If she truly cares about her sister and feels that she is not in the best possible situation, she will come to visit, no matter the distance. She can always stay in a hotel if she so chooses. Stand your ground while making resonable offers. And prepare yourself for what you seem to already know may be coming: losing one sister over the rational care and concern for another. It sucks, and my heart goes out to you.

tranquilsea's avatar

An update:

She’s intent on applying for both trusteeship and guardianship…all to compel me to move into a situation that would be very hard on my head injured sister and add tons of debt to my husband and me. Now I’m going to have to sit in front of a judge.

This is in response to my question as to how I could give her peace of mind (her words not mine) around my head injured sister’s living arrangements.

Pied_Pfeffer's avatar

As an outside observer of your situation, please don’t take offense when I say that having it go to court appears to be the best solution at this point. It’s time-consuming and costly, and there is the risk of some sleepless nights until all is resolved. Having all of the facts reviewed and assessed by a third party that can enforce the final decision have helped others. It sounds as if you have the facts documented. Your ace will be your younger sister’s desire to stay with you.

It might be prudent to mentally prepare for what you feel might be the worst outcome. What happens if your older sister is awarded with the responsibilities?

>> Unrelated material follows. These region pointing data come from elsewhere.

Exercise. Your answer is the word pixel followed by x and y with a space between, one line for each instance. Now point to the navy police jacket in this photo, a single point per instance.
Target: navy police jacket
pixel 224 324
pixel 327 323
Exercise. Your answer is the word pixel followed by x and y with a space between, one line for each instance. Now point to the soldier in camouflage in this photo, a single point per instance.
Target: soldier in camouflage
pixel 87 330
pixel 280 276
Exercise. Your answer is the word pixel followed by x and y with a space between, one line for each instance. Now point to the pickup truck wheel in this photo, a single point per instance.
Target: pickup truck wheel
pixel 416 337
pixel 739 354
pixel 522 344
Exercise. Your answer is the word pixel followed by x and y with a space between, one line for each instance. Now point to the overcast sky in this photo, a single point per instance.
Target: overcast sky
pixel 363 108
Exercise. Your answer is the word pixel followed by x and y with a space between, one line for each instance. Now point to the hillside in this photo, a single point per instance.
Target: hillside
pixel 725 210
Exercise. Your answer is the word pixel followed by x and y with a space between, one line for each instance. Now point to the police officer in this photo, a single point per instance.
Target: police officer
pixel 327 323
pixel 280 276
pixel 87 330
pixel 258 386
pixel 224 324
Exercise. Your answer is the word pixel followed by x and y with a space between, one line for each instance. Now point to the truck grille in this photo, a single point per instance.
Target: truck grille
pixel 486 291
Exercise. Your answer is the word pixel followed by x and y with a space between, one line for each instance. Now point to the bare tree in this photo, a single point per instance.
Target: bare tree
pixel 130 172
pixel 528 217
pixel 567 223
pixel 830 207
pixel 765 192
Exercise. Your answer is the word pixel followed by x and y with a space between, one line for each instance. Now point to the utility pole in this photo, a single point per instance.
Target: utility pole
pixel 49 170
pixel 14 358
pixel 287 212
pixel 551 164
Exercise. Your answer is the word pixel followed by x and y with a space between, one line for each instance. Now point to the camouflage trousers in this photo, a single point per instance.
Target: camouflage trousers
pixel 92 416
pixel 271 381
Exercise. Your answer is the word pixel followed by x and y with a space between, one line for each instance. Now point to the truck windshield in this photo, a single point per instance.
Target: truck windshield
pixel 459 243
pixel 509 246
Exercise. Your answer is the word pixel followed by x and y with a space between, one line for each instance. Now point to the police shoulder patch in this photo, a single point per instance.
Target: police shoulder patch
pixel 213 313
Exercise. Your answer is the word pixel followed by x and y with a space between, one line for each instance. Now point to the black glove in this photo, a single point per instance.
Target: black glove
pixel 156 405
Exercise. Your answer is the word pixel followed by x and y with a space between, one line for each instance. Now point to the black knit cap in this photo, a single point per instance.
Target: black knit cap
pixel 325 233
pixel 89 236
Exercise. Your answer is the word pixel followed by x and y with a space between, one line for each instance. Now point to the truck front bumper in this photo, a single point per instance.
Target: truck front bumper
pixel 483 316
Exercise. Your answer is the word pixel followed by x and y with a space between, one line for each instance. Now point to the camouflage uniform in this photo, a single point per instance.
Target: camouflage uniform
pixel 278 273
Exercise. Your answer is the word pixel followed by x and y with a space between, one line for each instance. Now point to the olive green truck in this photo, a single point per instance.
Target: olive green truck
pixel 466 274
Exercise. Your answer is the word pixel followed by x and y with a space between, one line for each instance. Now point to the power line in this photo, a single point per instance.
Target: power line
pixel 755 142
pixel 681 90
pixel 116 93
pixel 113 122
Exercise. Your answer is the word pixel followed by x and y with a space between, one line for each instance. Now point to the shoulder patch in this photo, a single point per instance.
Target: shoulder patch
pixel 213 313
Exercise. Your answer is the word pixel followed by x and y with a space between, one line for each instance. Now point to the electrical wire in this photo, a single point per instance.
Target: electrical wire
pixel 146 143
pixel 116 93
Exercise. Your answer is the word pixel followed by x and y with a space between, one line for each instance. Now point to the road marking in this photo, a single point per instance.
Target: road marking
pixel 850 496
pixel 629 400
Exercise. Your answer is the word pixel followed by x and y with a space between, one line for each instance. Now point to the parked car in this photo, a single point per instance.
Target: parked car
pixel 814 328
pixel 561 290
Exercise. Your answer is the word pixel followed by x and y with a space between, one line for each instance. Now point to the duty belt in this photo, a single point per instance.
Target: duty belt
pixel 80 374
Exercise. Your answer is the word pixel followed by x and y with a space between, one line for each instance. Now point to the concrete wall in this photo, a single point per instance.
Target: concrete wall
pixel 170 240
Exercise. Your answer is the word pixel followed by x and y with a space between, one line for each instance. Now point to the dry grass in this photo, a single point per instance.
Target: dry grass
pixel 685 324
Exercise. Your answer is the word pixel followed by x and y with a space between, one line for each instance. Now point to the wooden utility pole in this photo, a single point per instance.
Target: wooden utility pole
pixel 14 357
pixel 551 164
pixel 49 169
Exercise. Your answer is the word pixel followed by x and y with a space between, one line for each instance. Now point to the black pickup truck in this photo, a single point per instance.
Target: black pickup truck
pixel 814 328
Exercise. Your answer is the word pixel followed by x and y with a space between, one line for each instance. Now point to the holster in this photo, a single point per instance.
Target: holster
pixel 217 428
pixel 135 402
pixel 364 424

What can be dont to have the financial responsibilies and care for younger sis monitored by a third party to ensure that all stays on track?

tranquilsea's avatar

She has care aides come into the house to work with her. If there were any concerns they would talk to me about it. Nothing has ever been mentioned. They are there to advocate for her the same way I am.

After sending me threatening e-mail after threatening e-mail my oldest sister sent me another one last night asking me to end the silliness. She seems to ignore that she is the one that has been escalating things. I’ve been trying to ignore her. I did type her a long e-mail outlining all of my head injured sister’s activities, her doctors appointments and her treatment plans. At the end of the e-mail I asked her to stop using the guardianship and trustreeship as a means to compel me to move.

I did speak with a senior trustee, the one who has been helping me the paperwork. He told me that her chances of being able to sway everything in her favour is remote and for me to not worry about it.

She has said so many hurtful things at this point. I want that to end. If she does take it to a court situation I am sure she’ll use it as a platform to fling mud. If that happens, it happens.

tranquilsea's avatar

Now this whole thing is starting to make sense. She’s gone over the deep end. She sent out the meanest e-mail to date tearing apart every one of us. She also let us know she was divorcing herself from the family and for us to never contact her again.

She’s struggled with depression for a long time. Unfortunately, she lashes out at people when she is depressed. I have begged her to get help and she just won’t go. Having been through horrible depressions myself I know that the only person who can help her is her. She has to take steps to get some therapy.